Théo, je l’avais croisé 2 ou 3 fois sur des événements. Je l’ai revu en septembre 2020 à l’occasion d’un déjeuner où je rencontrais Mathieu et toute l’équipe pour la première fois. Ce repas avait pour objectif d’apprendre à nous connaître, c’est pour moi, le commencement de l’aventure.
- Comment accepte-t-on de se lancer dans un tel projet quand on a une carrière et une médaille olympique sur 50 mètres nage libre ?
Le changement entre médaillée olympique dans une course qui dure 24 secondes et sur une aventure de 11 jours et 110 kilomètres s’est décidé lorsque j’ai basculé mentalement. J’ai vécu 11 années sans faire de natation. Lorsque j’ai dit oui à Théo, je savais que ce ne serait pas une performance comme celles que j’avais connues durant ma carrière. Je savais que j’allais devoir nager, ce que je savais faire, encore… et nager longtemps mais j’avais besoin d’un socle sur lequel j’allais pouvoir m’appuyer. C’est pour cette raison que j’ai demandé à Stéphane Leca de m’accompagner, comme il l’avait fait durant mon aventure olympique. Lui, qui est également directeur technique de nage en eau libre, s’y connaît avec notamment de grosses aventures à son actif.
J’ai basculé de performance individuelle où il faut terminer la première, à ce côté d’aventure en équipe où il faut prendre son temps et laisser les imprévus se faire. Dès que j’ai dit oui, c’était dans ma tête avec un accompagnement en musique qui m’a beaucoup aidé durant mes sessions où il me fallait nager longtemps, ce qui n’était pas un souci. Grâce à ça, j’ai pu vivre l’aventure à fond du début à la fin.
- Peux-tu nous parler de la cohabitation, de la cohésion et du travail d’équipe car vous ne vous connaissiez pas au départ ?
Pendant 14 mois, nous avons appris à nous connaître avec des entraînements tous les 15 jours à Compiègne dans une base nautique de l’Oise. Il nous fallait apprendre à nager ensemble, connaître les habitudes de chacun et comprendre nos comportements. Durant la préparation, lors d’un week-end passé avec Alban Michon notre coach de survie (aventurier et explorateur français, passionné par les régions polaires et la plongée sous-marine), nous avions déjà décidé qui serait le capitaine. Lors d’expéditions en groupe, le capitaine prend les décisions et qu’elles soient bonnes ou mauvaises, tout le monde suit.
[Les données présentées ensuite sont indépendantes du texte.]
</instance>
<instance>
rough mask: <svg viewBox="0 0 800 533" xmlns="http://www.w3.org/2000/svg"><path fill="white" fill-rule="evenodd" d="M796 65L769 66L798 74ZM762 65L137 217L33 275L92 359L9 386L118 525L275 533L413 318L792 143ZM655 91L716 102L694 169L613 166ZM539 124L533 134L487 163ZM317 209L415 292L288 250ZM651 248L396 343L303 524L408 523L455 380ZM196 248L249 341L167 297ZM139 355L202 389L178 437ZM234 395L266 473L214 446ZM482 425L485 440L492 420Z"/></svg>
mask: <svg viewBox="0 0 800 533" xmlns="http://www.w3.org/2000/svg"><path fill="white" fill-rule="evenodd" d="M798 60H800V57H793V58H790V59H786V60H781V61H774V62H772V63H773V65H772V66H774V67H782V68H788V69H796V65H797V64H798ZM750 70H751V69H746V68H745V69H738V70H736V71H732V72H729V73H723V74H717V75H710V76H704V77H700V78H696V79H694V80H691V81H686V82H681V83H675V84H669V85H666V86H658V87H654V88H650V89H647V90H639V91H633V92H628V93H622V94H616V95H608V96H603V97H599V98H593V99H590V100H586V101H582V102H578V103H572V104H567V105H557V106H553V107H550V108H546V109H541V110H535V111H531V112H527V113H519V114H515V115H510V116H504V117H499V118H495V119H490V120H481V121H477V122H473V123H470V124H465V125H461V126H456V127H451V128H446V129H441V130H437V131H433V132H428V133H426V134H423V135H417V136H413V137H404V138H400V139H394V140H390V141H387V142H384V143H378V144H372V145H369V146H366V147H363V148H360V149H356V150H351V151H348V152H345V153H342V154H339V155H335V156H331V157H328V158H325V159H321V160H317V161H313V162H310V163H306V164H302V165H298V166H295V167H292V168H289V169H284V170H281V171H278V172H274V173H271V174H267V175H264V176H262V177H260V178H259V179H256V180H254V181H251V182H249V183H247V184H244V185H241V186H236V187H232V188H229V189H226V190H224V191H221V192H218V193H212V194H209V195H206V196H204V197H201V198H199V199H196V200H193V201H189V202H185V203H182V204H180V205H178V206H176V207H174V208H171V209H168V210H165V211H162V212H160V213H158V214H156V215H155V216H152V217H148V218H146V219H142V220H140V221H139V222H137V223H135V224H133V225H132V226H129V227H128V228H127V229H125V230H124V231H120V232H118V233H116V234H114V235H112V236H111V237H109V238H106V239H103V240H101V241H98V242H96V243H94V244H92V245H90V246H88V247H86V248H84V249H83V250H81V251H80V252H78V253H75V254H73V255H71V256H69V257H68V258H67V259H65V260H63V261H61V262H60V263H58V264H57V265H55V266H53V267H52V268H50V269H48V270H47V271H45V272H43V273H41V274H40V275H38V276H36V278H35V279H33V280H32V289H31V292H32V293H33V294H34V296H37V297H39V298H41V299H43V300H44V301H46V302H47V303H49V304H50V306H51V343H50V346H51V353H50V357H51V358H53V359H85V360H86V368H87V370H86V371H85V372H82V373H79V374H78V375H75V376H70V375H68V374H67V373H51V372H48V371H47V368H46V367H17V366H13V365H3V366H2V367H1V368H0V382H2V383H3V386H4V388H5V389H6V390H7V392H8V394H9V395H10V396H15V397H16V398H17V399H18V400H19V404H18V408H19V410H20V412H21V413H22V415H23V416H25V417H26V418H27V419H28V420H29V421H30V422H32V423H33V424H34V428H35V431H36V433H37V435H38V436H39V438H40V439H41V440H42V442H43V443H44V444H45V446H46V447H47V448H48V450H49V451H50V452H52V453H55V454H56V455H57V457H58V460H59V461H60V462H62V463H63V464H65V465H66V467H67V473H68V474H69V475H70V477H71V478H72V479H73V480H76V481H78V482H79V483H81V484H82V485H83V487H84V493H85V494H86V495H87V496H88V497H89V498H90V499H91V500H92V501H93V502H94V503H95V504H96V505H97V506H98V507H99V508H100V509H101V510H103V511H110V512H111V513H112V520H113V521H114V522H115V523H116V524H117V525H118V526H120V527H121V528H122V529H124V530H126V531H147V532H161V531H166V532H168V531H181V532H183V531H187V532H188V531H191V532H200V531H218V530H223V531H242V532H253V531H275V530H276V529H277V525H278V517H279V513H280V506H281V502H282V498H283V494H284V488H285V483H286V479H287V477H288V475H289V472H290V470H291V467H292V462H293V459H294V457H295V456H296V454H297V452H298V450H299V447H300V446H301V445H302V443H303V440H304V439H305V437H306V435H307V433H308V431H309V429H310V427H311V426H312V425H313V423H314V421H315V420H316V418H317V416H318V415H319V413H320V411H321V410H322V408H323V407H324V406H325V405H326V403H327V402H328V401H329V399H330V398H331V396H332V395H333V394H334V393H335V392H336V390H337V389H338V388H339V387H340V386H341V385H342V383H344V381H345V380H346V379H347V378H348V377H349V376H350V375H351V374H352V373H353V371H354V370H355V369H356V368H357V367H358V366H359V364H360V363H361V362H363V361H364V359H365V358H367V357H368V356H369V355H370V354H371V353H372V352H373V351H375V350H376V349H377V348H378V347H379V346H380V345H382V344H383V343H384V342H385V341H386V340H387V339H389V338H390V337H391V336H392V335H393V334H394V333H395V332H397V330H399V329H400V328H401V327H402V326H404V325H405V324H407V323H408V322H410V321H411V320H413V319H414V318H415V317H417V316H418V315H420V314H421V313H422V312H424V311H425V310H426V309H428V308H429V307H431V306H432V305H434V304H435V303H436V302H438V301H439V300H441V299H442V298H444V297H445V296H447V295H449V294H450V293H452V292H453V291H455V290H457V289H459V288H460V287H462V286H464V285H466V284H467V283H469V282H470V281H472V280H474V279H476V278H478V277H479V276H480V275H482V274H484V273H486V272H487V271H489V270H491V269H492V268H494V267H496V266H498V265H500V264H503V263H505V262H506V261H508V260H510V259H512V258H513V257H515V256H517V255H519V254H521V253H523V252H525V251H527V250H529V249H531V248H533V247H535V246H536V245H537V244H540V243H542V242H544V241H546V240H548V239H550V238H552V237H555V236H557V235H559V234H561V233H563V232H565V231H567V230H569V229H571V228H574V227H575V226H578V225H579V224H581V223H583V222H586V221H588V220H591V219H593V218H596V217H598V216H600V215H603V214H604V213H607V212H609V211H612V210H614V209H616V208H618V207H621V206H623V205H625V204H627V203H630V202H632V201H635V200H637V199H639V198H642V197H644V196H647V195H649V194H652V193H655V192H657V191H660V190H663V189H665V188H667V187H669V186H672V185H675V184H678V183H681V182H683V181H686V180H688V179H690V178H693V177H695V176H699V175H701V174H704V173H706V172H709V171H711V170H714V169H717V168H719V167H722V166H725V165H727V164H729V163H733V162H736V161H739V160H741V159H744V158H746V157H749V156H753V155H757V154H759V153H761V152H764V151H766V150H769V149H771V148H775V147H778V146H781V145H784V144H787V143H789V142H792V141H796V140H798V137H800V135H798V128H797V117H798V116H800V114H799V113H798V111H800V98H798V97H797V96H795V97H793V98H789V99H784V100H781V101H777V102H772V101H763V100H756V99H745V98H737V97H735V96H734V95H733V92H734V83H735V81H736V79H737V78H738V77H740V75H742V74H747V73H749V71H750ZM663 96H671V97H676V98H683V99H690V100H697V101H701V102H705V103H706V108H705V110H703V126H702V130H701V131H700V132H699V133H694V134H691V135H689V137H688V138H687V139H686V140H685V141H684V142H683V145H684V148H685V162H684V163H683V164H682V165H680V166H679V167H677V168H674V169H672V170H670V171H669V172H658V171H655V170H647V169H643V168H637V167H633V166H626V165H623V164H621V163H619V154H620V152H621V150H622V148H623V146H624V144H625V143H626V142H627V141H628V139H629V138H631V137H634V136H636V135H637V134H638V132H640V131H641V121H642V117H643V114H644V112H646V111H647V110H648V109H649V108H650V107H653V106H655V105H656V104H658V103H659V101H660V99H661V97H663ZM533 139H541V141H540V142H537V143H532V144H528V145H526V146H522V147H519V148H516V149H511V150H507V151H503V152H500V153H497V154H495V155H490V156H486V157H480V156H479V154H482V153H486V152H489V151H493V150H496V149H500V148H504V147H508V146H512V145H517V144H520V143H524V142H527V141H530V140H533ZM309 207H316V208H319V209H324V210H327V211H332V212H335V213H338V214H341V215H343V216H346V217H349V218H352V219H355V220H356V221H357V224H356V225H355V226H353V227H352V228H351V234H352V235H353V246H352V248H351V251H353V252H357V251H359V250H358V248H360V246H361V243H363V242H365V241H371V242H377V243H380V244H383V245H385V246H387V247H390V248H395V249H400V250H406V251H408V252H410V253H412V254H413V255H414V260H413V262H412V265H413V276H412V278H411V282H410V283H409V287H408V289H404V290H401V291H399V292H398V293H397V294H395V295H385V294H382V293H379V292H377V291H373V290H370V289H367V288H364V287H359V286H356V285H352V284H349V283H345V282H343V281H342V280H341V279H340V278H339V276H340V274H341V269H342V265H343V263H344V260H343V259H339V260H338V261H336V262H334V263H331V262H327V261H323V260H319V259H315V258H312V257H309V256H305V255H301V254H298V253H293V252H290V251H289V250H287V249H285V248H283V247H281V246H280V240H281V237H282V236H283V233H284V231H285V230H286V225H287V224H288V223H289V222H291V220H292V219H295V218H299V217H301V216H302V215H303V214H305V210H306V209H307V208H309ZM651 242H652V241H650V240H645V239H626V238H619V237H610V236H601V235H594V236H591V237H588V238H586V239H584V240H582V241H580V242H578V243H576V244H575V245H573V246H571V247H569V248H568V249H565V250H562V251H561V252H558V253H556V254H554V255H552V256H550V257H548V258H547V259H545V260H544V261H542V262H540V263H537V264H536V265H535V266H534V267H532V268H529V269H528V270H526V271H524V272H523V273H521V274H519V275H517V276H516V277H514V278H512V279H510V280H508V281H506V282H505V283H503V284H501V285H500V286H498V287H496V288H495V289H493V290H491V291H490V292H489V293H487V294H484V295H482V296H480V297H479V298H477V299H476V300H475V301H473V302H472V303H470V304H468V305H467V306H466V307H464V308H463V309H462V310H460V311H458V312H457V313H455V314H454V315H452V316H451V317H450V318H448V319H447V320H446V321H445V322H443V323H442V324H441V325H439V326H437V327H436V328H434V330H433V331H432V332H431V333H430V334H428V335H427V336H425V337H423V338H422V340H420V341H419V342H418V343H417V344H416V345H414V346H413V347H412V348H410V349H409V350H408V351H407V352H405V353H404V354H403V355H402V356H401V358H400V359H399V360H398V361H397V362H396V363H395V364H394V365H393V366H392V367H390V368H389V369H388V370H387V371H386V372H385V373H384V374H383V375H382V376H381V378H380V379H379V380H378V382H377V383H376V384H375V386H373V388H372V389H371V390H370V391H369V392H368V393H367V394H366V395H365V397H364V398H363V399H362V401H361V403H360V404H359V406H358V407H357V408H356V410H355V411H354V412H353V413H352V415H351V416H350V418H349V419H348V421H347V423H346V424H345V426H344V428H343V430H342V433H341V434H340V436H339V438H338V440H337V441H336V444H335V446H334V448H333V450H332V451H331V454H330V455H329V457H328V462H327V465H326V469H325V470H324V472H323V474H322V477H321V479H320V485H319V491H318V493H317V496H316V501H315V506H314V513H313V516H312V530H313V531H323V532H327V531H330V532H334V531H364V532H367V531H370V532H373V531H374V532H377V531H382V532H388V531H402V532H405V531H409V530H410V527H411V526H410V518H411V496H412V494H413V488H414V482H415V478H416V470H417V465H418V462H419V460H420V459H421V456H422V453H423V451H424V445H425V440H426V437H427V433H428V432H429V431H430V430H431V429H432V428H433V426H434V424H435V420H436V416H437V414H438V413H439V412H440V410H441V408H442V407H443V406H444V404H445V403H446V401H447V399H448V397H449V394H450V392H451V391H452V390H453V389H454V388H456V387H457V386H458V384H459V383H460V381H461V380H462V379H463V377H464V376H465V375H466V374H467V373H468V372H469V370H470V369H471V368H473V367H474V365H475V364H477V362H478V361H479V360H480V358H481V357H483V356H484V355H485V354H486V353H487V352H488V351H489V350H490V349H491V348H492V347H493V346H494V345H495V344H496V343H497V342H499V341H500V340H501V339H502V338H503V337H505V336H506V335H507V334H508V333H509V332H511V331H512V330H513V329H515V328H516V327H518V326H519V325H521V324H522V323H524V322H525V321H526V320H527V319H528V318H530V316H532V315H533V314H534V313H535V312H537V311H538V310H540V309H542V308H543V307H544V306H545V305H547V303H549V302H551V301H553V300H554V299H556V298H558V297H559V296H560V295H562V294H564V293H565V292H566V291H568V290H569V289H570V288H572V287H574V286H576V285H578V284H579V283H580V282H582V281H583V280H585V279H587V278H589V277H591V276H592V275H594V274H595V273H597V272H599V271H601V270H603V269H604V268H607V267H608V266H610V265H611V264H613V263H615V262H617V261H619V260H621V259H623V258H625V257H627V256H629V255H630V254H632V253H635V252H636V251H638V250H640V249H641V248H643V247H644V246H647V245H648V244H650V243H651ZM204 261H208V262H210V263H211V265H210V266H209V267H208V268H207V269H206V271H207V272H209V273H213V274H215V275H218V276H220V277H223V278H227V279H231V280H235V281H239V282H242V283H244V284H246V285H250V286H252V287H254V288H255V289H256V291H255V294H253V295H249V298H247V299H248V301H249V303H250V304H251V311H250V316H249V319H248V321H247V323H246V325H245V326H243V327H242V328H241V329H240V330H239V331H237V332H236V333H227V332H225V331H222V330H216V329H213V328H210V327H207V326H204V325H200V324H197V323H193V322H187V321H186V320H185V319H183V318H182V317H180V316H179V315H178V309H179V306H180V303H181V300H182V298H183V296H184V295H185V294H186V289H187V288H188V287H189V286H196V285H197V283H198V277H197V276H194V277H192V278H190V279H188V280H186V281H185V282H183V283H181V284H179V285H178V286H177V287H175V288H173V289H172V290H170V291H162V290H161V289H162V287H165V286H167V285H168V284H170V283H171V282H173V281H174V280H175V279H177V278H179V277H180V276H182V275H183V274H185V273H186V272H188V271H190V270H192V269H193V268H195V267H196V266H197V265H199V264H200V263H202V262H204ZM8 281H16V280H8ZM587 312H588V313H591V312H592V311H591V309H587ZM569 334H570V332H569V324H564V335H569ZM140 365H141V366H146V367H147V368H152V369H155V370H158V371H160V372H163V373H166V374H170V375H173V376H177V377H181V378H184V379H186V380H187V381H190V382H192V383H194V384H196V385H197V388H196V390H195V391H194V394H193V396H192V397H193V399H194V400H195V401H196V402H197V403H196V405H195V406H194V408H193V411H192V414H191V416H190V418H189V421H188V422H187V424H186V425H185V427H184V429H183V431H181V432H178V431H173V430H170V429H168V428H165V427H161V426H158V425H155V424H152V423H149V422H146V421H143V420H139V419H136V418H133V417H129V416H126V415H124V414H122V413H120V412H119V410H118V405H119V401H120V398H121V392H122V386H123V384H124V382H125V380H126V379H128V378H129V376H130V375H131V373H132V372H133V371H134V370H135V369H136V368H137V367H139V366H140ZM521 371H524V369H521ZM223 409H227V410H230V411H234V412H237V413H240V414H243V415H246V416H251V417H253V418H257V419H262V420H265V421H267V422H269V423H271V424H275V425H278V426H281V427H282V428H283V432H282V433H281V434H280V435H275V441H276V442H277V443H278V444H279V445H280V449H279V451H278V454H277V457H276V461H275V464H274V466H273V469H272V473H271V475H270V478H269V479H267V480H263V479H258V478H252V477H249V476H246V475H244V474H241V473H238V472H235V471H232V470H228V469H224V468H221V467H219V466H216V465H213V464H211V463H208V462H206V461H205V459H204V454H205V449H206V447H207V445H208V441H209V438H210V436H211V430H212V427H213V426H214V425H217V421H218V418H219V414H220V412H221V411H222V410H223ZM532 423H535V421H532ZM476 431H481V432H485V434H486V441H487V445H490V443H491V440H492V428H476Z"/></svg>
C’est Mathieu qui avait été désigné et c’est lui qui a pris, après discussions entre nous 3, toutes les décisions dans les moments critiques. Nous n’avions pas réalisé sur le moment mais c’est quelque chose qu’il nous a raconté après, ce fut très dur pour lui de porter le poids du danger et de la responsabilité de nos vies.
- Qu’est-ce qui fut le plus dur, la préparation ou la traversée ?
Je dirais que physiquement c’est la préparation qui fut longue avec des moments forts car il fallait qu’elle soit plus dure que la traversée. Malgré tout, pendant la traversée, on a eu des moments où on pensait que l’on allait mourir. Moralement c’est la traversée car nous avons été confrontés à des situations que nous n’avions justement pas vécu lors de la préparation.
- Peux tu nous parler de la place de la femme dans ce défi ?
C’était important pour Théo d’avoir une femme dans l’équipe et j’ai pris conscience de cette importance lors la conférence de presse à La Paz. Une journaliste brésilienne qui venait de Copacabana, nous a fait un magnifique discours en me regardant droit dans les yeux. Elle me remerciait de ma présence qui démontrait que la femme avait un rôle à jouer aussi bien dans la vie que dans ce défi. Ce fut un moment très fort pour moi de me rendre compte en Bolivie ou au Pérou, que la place de la femme est importante. Faire cette traversée prouve qu’une femme est forte mentalement, physiquement et totalement capable de s’aventurer sur ce lac sacré.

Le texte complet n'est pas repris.